Proposition: An eventually repeating decimal converges to a rational number.
Proof: First suppose our decimal begins repeating right at the decimal point, so it looks like \(a_1 a_2\cdots a_k a_1 a_2\cdots\). Let \(A\) be the integer \(a_1a_2\cdots a_k\). Then the decimal corresponds to the series \[ \frac{A}{10^{k}}(1+\frac{1}{10^{k}}+\cdots) \] This is a geometric series which we know converges to \[ \frac{A}{10^{k}}\frac{1}{1-(1/10)^{k}} \] which is a rational number.
If the decimal \(x\) has an initial, non repeating part, of length \(N\), with digits \(a_1 a_2 \ldots a_N\) followed by blocks of \(k\) digits \(b_1 b_2\ldots b_k\), we can split out the leading part and write \(x\) as the series:
\[ x=\frac{A}{10^{N}}+\frac{1}{10^{N+k}}(B + B/10^{k} + \cdots) \] where \(A\) and \(B\) are the integers made up of the initial digits and the repeating block respectively.

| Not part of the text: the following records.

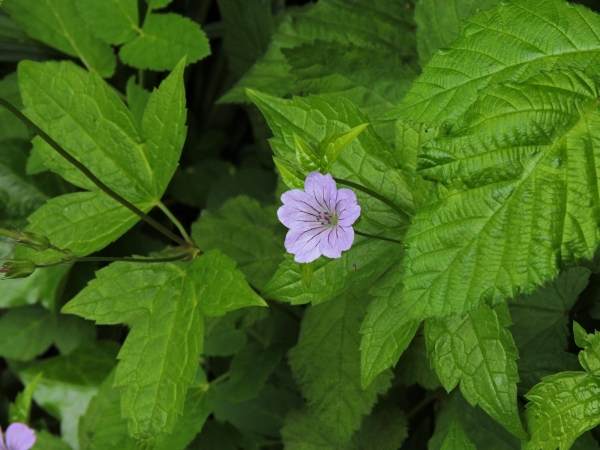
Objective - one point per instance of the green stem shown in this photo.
(108, 191)
(374, 194)
(176, 222)
(381, 238)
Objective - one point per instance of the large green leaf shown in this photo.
(83, 114)
(376, 25)
(69, 382)
(326, 364)
(58, 24)
(438, 22)
(113, 21)
(164, 304)
(246, 232)
(163, 41)
(478, 351)
(564, 405)
(517, 206)
(498, 45)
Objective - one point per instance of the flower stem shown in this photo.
(374, 194)
(108, 191)
(381, 238)
(176, 222)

The second part of this series converges to a rational number by the earlier work, and so the sum is a rational number.
There was nothing special about base \(10\) and the same would be true for repeating “decimals” in any base.

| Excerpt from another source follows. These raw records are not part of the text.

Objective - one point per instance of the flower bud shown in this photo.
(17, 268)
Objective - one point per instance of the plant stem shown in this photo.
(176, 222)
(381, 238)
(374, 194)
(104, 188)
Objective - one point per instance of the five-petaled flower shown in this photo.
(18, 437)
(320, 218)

For the converse we make an inductive argument. We are given a fraction \(a/b\) and we want to construct a decimal expansion and prove that it is repeating. First, we use the division algorithm to write \(a=qb+r\) and see that \(a/b = q +r/b\). Now we proceed as follows. We multiply \(r\) by \(10\) and divide again by \(b\) using the division algorithm: \[ 10r = q_1b+r_1. \]
This tells us that \(r/b = q_1/10+r_1/10b\) Since \(r_1<b\), the fraction \(r_1/10b\) is less than \(1/10\). Also, since \(r_1<b\), \(10r_1<10b\) and so \(q_1<10\). Therefore \(q_1\) is the first decimal digit of \(r/b\). Now we repeat the process with \(r_1\): \[ 10r_1 = q_2b+r_2 \] which yields \(r_1/b = q_2/10 + r_2/(10b)\) or \[ r/b=q_1/10+q_2/100+r_2/(100b). \] Again, \(q_2<10\) and \(r_2/100b<1/100\).

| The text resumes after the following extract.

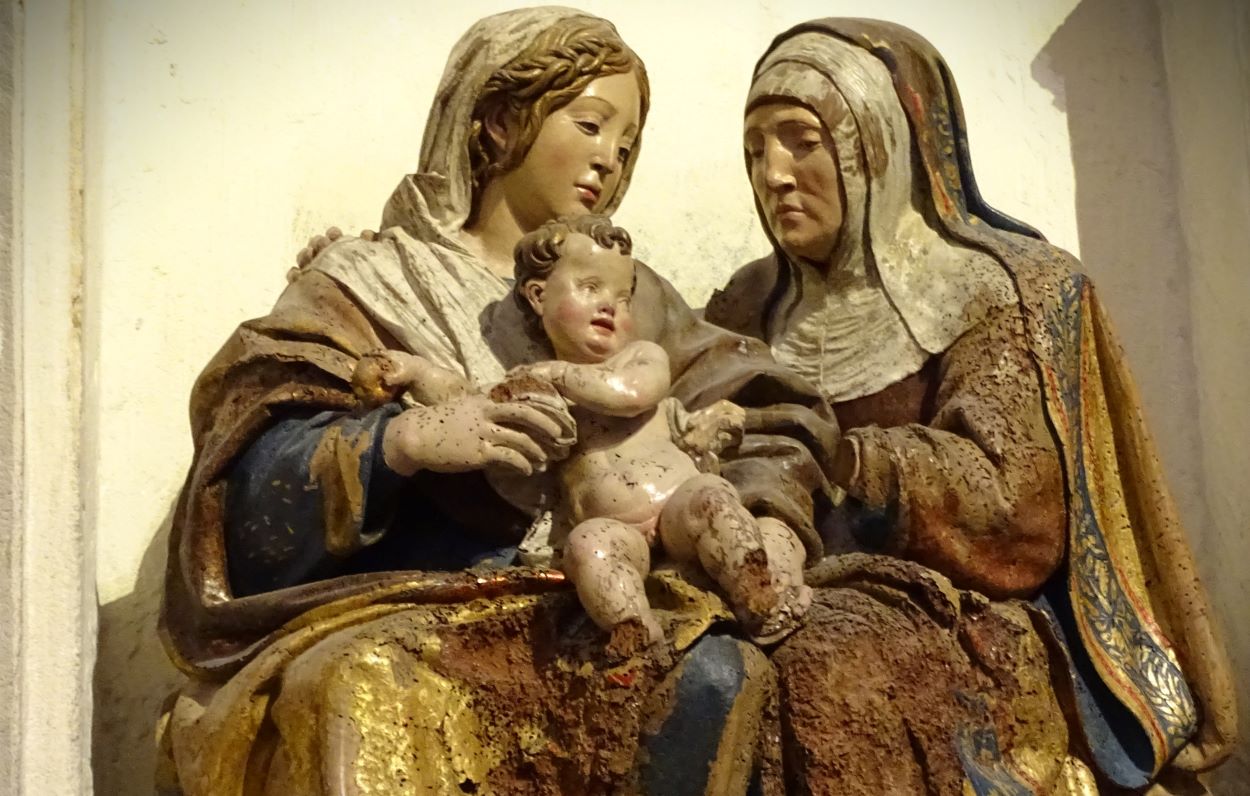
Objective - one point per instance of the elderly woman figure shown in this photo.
(335, 586)
(1025, 617)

Now we proceed by induction. Suppose we have \[ r/b = q_1/10+q_2/100+\cdots+q_n/10^{n}+\frac{r_n}{10^{n}b} \] with each \(q_i<10\) and \(r_n<b\) so that \(r_n/(10^{n}b)<1/10^{n}\). Define \(r_{n+1}\) by dividing by \(10r_{n}\) by \(b\): \[ 10r_{n}=q_{n+1}b+r_{n+1}. \] Again, \(q_{n+1}<10\) and \(r_{n+1}<b\). Also \[ r_{n}/b=\frac{q_{n+1}}{10}+\frac{r_{n+1}}{10b} \] so \[ r/b = \frac{q_1}{10}+\frac{q_2}{100}+\cdots+\frac{q_n}{10^n}+\frac{q_{n+1}}{10^{n+1}}+\frac{r_{n+1}}{10^{n+1}b}. \]
The key final observation in the proof is that the sequence of remainders \(r_{n+1}\) have two important properties:
These two facts force the sequence of remainders to ultimately repeat, because after considering \(b+1\) of them there have to be two of them which are equal; say \(r_{k}=r_{j}\) for some pair \(k,j\) with \(j>k\). But then \(r_{k+1}=r_{j+1}\), \(r_{k+2}=r_{j+2}\), and so on, and in fact \(r_{i+(j-k)}=r_{i}\) for any \(i\ge k\). Thus the sequence of \(r\)’s, and therefore the sequence of \(q\)’s, eventually becomes periodic.
Other bases: Notice that there was nothing special about \(10\) in the proof above, so rational numbers have periodic expansions in any base.